Wednesday, January 26, 2011

52 Weeks of Personal History & Genealogy, Week 4; Home


Week 4: Home. Describe the house in which you grew up. Was it big or small? What made it unique? Is it still there today?

I actually grew up in three different houses... I only spent four years each in the first two, but they feel just as much as home to me, if not more, as the one I spent 10 years in.

My first home was in Augusta, Georgia.  We lived there until I was 4 (1967-1971).  Unfortunately I have no pictures of this house and it has now burned down.  Being so young, I remember very little about this home.  A few things I do recall:

*  The steep driveway we had and my ball rolling down that driveway one day into the road.  Some nice gentleman stopped his car and returned it to me.
*  Locking the bathroom door from the inside and Daddy trying to get it open with his pocketknife.  Luckily, he succeeded.
*  Being stung by bees in the bushes on the side of the house
*  Having a four-poster bed and my one-time babysitter's daughter swinging on one of the posts and breaking it.  I also got a spanking for that, though Daddy admitted later that he knew I didn't break it.  :)

My parents moved back to Augusta in the 1990's.  To this day, Augusta feels the most like home to me.

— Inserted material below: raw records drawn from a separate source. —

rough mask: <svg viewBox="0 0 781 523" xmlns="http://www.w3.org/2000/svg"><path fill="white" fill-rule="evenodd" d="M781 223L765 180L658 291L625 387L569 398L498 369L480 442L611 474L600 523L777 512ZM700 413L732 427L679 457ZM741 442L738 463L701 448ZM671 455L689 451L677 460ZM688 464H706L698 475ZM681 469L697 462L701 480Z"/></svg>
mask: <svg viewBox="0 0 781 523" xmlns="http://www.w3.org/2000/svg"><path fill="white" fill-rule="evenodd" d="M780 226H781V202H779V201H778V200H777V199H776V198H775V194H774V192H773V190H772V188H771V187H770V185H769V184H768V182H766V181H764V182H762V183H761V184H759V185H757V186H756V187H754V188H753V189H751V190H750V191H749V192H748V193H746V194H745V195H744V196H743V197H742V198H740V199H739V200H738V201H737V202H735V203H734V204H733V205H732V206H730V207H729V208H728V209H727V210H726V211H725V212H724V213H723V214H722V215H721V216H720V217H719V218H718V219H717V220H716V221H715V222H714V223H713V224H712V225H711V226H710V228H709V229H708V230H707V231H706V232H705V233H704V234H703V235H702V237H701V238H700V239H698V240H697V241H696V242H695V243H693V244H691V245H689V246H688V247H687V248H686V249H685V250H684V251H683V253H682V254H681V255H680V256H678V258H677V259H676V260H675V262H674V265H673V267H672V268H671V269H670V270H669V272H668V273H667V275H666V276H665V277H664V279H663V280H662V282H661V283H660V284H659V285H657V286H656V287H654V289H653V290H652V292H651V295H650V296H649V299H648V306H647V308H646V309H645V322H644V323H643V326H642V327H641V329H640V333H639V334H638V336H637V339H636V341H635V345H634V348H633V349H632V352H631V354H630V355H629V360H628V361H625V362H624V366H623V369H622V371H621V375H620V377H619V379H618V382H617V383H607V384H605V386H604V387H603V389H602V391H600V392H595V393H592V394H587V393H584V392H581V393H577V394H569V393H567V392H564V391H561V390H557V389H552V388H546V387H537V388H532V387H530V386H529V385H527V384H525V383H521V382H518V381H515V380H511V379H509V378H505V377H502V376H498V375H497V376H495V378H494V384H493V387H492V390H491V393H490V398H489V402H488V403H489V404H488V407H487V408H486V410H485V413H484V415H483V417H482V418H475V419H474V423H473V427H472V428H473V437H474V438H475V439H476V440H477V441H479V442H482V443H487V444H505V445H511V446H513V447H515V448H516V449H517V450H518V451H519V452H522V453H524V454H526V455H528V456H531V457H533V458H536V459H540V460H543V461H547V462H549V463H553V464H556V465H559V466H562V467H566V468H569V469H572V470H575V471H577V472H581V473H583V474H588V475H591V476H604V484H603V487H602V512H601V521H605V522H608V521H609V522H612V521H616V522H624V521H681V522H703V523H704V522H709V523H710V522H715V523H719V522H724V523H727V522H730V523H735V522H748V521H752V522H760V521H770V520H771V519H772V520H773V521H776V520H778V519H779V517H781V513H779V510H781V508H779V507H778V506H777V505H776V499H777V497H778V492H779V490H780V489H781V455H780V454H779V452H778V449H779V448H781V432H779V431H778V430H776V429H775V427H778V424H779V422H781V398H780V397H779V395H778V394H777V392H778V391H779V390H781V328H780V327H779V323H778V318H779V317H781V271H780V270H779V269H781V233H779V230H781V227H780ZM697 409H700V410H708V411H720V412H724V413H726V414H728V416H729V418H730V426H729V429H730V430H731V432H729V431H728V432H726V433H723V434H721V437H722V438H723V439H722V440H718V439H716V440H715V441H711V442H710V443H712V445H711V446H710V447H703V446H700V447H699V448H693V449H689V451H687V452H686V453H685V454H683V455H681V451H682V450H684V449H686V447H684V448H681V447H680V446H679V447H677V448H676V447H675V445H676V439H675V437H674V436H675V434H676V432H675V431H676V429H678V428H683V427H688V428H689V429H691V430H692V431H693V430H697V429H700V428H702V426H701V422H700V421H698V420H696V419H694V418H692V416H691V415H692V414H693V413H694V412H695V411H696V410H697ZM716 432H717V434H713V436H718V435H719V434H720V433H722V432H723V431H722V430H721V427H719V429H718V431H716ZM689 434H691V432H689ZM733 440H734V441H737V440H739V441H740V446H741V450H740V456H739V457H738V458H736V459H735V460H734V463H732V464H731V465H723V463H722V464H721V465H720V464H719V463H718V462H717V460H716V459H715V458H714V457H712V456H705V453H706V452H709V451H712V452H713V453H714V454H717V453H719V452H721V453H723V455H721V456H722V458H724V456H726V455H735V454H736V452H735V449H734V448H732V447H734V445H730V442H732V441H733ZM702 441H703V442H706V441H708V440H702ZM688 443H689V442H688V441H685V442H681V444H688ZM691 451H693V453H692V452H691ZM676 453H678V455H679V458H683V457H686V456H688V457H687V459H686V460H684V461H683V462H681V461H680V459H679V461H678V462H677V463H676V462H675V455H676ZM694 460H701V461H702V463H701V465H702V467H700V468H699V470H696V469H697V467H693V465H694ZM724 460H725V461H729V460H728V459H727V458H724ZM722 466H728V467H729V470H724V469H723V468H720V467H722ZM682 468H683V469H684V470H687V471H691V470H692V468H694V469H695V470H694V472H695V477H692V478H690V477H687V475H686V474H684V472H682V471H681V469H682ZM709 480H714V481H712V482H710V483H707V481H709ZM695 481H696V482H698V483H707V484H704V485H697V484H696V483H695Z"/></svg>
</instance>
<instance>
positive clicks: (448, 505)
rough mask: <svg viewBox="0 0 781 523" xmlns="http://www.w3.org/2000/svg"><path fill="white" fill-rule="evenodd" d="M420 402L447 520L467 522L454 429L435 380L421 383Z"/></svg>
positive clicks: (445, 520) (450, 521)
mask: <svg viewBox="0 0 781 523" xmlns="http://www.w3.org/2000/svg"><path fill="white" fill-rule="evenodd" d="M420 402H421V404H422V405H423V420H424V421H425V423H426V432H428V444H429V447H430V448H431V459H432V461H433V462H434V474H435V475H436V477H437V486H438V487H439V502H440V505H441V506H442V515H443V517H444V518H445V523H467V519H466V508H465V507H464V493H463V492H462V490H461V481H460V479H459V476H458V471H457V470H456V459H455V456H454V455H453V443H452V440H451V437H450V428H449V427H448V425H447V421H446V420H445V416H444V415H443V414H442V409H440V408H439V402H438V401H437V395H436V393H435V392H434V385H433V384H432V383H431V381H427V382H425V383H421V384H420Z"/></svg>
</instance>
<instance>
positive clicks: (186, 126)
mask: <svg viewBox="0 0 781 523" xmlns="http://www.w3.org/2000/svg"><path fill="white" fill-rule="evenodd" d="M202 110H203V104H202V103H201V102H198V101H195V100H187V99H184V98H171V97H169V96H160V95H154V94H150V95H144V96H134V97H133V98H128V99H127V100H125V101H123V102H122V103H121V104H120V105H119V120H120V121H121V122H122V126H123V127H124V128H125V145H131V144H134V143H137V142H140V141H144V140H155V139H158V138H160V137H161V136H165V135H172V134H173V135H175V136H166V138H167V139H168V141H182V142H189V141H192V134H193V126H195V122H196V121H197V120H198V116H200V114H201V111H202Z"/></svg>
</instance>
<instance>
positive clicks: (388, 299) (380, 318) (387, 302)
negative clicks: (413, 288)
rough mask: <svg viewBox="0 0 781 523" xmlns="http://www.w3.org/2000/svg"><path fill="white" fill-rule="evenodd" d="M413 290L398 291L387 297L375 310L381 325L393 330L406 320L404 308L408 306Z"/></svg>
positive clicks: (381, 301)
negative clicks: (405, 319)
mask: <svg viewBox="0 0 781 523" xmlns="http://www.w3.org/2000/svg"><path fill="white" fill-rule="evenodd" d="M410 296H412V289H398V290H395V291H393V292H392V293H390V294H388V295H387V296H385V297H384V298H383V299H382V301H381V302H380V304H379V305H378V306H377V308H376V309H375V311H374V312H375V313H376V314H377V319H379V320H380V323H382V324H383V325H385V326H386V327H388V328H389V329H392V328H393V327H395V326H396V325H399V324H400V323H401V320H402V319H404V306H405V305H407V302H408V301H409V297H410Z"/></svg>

My second home was in Jacksonville, Florida.  We lived there for four years - until I was 8 (1971-1975).  This is where my fondest memories lie.  My dad built this house.  My parents had actually lived on this property before.  The house was made of blocks, which was common in Florida at that time.  It had two bedrooms with one bath, and I remember Daddy adding the den (or "Florida Room") onto the back of the house.  Since we had the den, we didn't use the living room in the front of house much.  Our dining table overlooked the carport.  My bedroom was at the other end, on the back side of the house.  My mom read to me every night, and lying in my bed is where I learned how to spell "Elizabeth."  I was in my room playing one day and wanted to crank my "car" so I put a key into the electrical socket!  I had a swing outside.  I learned to ride a bicycle there and rode it all over the place.  Since we lived in a quiet neighborhood, I could ride my bike in the street, and Mom and I would even ride our bikes a couple of blocks to the Trout River.  The lot next to our house was empty so I used to play there a lot. 

I guess when we lived here, I was old enough to remember, but not yet old enough to realize that the world could be a bad and scary place.  So the vast majority of memories I have from Jacksonville are good ones.  

In 1975, when I was almost 9, we moved to Swainsboro, Georgia.  Or rather, Daddy and I moved to Swainsboro.  Mom worked for Southern Bell and could not get a transfer.  For a year she stayed in Jacksonville during the week and drove 4 1/2 hours to Swainsboro each weekend.  As I described in a previous post, my grandparents passed away in November 1973.  That left my grandmother's sister, Alice, alone, and it only took a few months for my parents to realize that Alice could not live on her own.  So thus the reason for the move.  I had already spent a lot of time in that house, visiting my grandparents.  I lived here until I was 18 (1975-1985). 

The house used to be a store building, and my grandfather converted it into a house in the 1960's.  It started out as three bedrooms, 2 1/2 baths, but my father eventually added a fourth bedroom in the garage.  The garage ran the entire length of the house on the back.  Pop Pop had a library (den) off the living room and from that room, a glass sliding door led out to the garage.  There was a door leading outside from the dining room, which we also used a lot.  There was another entrance further down the front of the house that led into a little room that we called the vestibule that was not big enough for anything.  We kept a desk in there mostly and never used it.  The room was smaller than a closet.  There was a large window across the front of the living room, left over from the store.  The kitchen sink, oven and counters were all pink.  The picture was taken before my grandparents died... there was a concrete driveway and walkways later.

When we first moved there, the middle room, the room with no window because it backed up to the garage, was my room.  When Alice moved into a home in Augusta, I moved into her old room - the front bedroom.  That was my bedroom all through high school.  It had red shag carpet on the floor.  I had my own bathroom at that point.  The bathrooms in that house were huge.  I had a dressing table and a large linen closet in mine.  

Truth be told, I do not have many good memories from this house.  As a matter of fact, until as recently as 5 years ago, every nightmare or strange dream I had was set in that house.  

The house is still there.  Daddy sold it a few years before he died, and the new owners have changed it quite a bit.